Ben şimdi hürriyetime çok muhtacım. Yirmi seneden beri lüzumsuz ve haksız ve faidesiz tarassudlar artık yeter! Benim sabrım tükendi. İhtiyarlık vaziyetinden, şimdiye kadar yapmadığım bedduâyı yapmak ihtimali var. “Mazlumun ahı, tâ arşa kadar gider.” diye bir kuvvetli hakîkattır.
Sonra o zâlim, dünyaca büyük makamlarda bulunan bedbahtlar dediler: “Sen, yirmi senedir birtek def’a takkemizi başına koymadın, eski ve yeni mahkemelerin huzurunda başını açmadın, eski kıyafetin ile bulundun. Halbuki on yedi milyon bu kıyafete girdi.”
Ben de dedim: On yedi milyon değil, belki yedi milyon da değil, belki rızasiyle ve kalben kabuliyle ancak yedi bin Avrupa-perest sarhoşların kıyafetlerine ruhsat-ı şer’iye ve cebr-i kanunî cihetiyle girmektense; azimet-i şer’iye ve takvâ cihetiyle, yedi milyar zâtların kıyafetlerine girmeyi tercih ederim.
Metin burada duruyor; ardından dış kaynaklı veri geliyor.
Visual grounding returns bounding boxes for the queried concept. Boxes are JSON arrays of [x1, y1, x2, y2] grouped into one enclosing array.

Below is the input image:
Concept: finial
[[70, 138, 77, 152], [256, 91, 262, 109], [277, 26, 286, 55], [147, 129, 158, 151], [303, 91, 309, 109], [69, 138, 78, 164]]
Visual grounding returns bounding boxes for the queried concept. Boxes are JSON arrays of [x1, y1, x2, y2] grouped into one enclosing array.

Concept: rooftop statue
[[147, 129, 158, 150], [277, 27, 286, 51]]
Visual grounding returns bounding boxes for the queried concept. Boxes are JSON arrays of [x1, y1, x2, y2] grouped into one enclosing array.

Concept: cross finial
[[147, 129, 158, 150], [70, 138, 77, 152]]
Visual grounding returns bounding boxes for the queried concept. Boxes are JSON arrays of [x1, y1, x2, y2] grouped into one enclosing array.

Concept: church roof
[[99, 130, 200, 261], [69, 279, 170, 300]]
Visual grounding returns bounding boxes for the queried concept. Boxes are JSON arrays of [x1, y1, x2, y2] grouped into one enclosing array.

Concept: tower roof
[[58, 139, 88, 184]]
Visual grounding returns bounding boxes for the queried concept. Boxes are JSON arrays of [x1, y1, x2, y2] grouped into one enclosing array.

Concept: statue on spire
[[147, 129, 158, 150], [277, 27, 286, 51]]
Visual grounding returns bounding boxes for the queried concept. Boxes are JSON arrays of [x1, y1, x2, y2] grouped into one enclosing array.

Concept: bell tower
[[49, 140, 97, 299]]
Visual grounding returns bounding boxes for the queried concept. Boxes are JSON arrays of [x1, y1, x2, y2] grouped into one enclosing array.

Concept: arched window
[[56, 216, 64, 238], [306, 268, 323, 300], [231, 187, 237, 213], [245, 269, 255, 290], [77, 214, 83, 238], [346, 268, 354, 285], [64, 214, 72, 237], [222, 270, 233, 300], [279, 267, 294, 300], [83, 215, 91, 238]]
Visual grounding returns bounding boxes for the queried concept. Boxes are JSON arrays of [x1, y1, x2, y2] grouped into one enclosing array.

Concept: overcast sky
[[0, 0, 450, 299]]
Benim gibi yirmi beş seneden beri hayatı içtimâîyeyi terkeden adama, “İnad ediyor, bize muhaliftir.” denilmez. Haydi inad dahi olsa, mâdem Mustafa Kemâl o inadı kıramadı ve iki mahkeme kırmadı ve üç vilâyetin hükümetleri onu bozmadı; siz neci oluyorsunuz ki, beyhude hem milletin, hem hükümetin zararına, o inadın kırılmasına çabalıyorsunuz!